Solid drilling is performed in a well-fixed workpiece with a twist drill, into the channels of which coolant is supplied. Periodically, without stopping the rotation of the drill, you need to remove it and clear the cavity of chips. Working with a twist drill is carried out in stages: first, take a short hole and drill a hole, which is then deepened with a drill of the appropriate size. For significant hole depths, it is advisable to use guide bushings.

When regularly drilling deep holes, we can recommend purchasing a special machine with automatic coolant supply to the drill and precise alignment.

Drilling according to markings, templates and jigs

You can drill holes according to the markings made or without it - using a template or jig.

The marking is done with a center punch. With a hammer blow, a place is marked for the tip of the drill. You can also mark the place with a felt-tip pen, but the hole is also needed so that the point does not move from the intended point. The work is carried out in two stages: preliminary drilling, hole control, final drilling. If the drill has “moved away” from the intended center, notches (grooves) are made with a narrow chisel, directing the tip to the specified location.

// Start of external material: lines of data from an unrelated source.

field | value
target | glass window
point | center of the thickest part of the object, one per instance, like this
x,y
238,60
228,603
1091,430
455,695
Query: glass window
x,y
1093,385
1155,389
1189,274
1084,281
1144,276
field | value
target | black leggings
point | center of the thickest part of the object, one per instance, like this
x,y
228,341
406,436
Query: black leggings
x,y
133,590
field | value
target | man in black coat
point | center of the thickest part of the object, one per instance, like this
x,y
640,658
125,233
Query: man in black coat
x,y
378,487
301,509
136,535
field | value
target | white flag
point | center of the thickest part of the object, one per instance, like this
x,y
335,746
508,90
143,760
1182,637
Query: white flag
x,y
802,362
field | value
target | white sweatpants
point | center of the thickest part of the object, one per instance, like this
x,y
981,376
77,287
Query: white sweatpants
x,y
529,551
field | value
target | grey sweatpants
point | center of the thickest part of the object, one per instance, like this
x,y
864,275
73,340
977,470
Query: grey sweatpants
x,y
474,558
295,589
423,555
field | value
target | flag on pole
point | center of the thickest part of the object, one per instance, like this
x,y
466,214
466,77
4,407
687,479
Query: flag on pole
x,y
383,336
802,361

To determine the center of a cylindrical workpiece, use a square piece of sheet metal, bent at 90° so that the height of one arm is approximately one radius. Applying a corner from different sides of the workpiece, draw a pencil along the edge. As a result, you have an area around the center. You can find the center using the theorem - the intersection of perpendiculars from two chords.

A template is needed when making a series of similar parts with several holes. It is convenient to use for a pack of thin-sheet workpieces connected with a clamp. This way you can get several drilled workpieces at the same time. Instead of a template, a drawing or diagram is sometimes used, for example, in the manufacture of parts for radio equipment.

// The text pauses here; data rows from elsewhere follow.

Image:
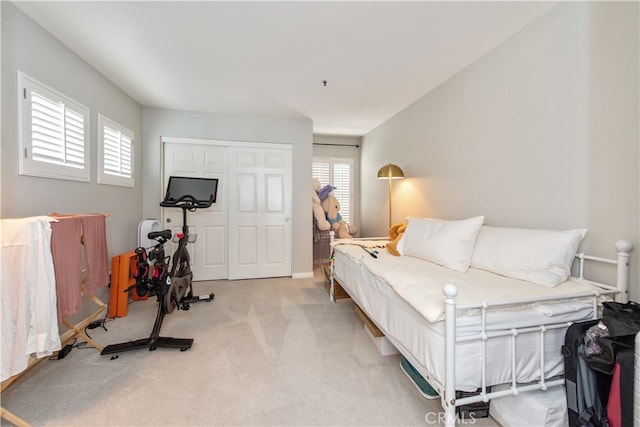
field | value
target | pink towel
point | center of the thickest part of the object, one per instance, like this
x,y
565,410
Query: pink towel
x,y
96,252
65,248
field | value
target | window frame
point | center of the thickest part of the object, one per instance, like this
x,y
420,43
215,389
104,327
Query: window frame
x,y
104,177
29,166
332,161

The jig is used when precision in maintaining the distances between holes and strict perpendicularity of the channel is very important. When drilling deep holes or when working with thin-walled tubes, in addition to the jig, guides can be used to fix the position of the drill relative to the metal surface.

When working with power tools, it is important to remember human safety and prevent premature wear of the tool and possible defects. In this regard, we have collected some useful tips:

  1. Before work, you need to check the fastenings of all elements.
  2. When working on a machine or with an electric drill, clothing should not contain elements that could be affected by rotating parts. Protect your eyes from chips with glasses.
  3. When approaching the metal surface, the drill must already be rotating, otherwise it will quickly become dull.
  4. You need to remove the drill from the hole without turning off the drill, reducing the speed if possible.
  5. If the drill does not penetrate deep into the metal, it means that its hardness is lower than that of the workpiece. Increased hardness of steel can be detected by running a file over the sample - the absence of traces indicates increased hardness. In this case, the drill must be selected from carbide with additives and operated at low speeds with low feed.
  6. If a small-diameter drill does not fit well in the chuck, wrap a few turns of brass wire around its shank, increasing the grip diameter.
  7. If the surface of the workpiece is polished, put a felt washer on the drill to ensure that it does not cause scratches even when it comes into contact with the drill chuck. When fastening workpieces made of polished or chrome-plated steel, use fabric or leather spacers.
  8. When making deep holes, a rectangular piece of foam placed on a drill can serve as a meter and at the same time, while rotating, blow away small chips.